The national focus of the contributions limits the perspective on economy in a way inadequate to U.S. economy and economics of internationalization under the imperialism and globalization determining world relations of the late nineteenth century. Hardly an article reflects how the Gilded Age in the United States might have been entangled with international trade and commerce or determined by transnational features of finance—aspects and questions that do seem in keeping with the scope of Clemens’s life story as much as Twain’s writings and their distribution, no matter how locally delimited personal economic transactions by the author might appear. The collection seems hermetically U.S.-American whereas Twain’s works and their worldwide influence, also beyond anglophonicity and through translations, are not restricted in this way, or, offer multiple points of entry into a wider context for their discussion. Twain’s international, even so-called world reading tours offer themselves to economic criticism as images of transnationalization.
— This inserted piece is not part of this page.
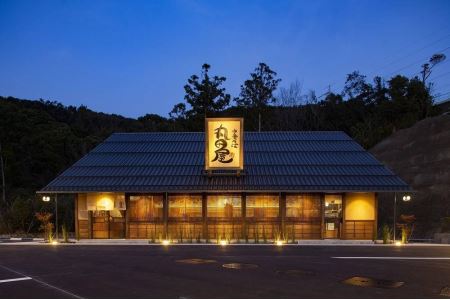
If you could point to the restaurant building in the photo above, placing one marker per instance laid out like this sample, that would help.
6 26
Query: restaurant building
224 184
What is missed by the reader is attention to the historical expansion of the U.S. national economy in the second half of the nineteenth century in relation to other nations and empires on a worldwide market with a global scale of exchange of goods, labor migration under indenture, or international financial transactions. The economy of language, capital, and culture is not national, contrary to any eighteenth-century assumptions about the wealth of nations or to views of autarky in totalitarian or imperial economics. Beyond making up for oversights in biographical criticism of the author between American business and art, Introduction and Coda do not succeed in theoretically integrating Twain’s works in economic criticism nor in bringing them appropriately in touch with concerns in global economics, finance, policies, and geopolitics.

In how far, for example, is it significant in internationally economic readings of Twain and money that the publishing company Clemens co-owned released a book of Hawaiian legends, attributing the collection, for reasons of marketing, to the authorship of Kalakaua, the last male monarch of Hawai‘i, rather than to the U.S. diplomat who apparently produced the book of legends (51-52)? Who earned from this collection—the U.S.-American company or the King of Hawai‘i struggling with debts to U.S. financiers, trying to stabilize Hawaiian currency against the U.S. dollar and to build an alliance of Pacific island states against Euro-American imperialism until shortly before U.S.-American annexation of the Hawaiian islands? Not unrelated, the mythologization in the Clemens family of the “Tennessee land” property is treated in the collection outside decolonial consideration of Indigenous ethics and relation to the land.

Such regrets about limitations aside, Mark Twain and Money freshly elucidates complex relations of Twain’s work and Clemens’s life story with aspects of nineteenth-century U.S.-American economy. The detailed and in-depth specialized research brought forth by the articles in the collection might provide the incentive for a collection on the inter- or transnational aspects of economy in Clemens’s lifetime, life story, and works. The relation of the biography of either Clemens or Twain, or both, to economic and financial categories and the explication of the narratological and author-theoretical aspects of Clemens’s publishing under a pen name also suggest good ground for further investigation of fiction, marketing, and making a living from the writing of lives. Any reader who enjoys the Mark Twain universe and its academic study will find pleasure in the scenes of loss and gain in monetary and literary signification that the collection is invested in.

Nadja Gernalzick (Johannes Gutenberg-Universität Mainz / Universität Wien)

Works Cited

1 

Osteen, Mark, and Martha Woodmansee. “Taking Account of the New Economic Criticism: An Historical Introduction.” The New Economic Criticism: Studies at the Interface of Literature and Economics. Ed. Martha Woodmansee and Mark Osteen. London: Routledge, 1999. 3-50. Print.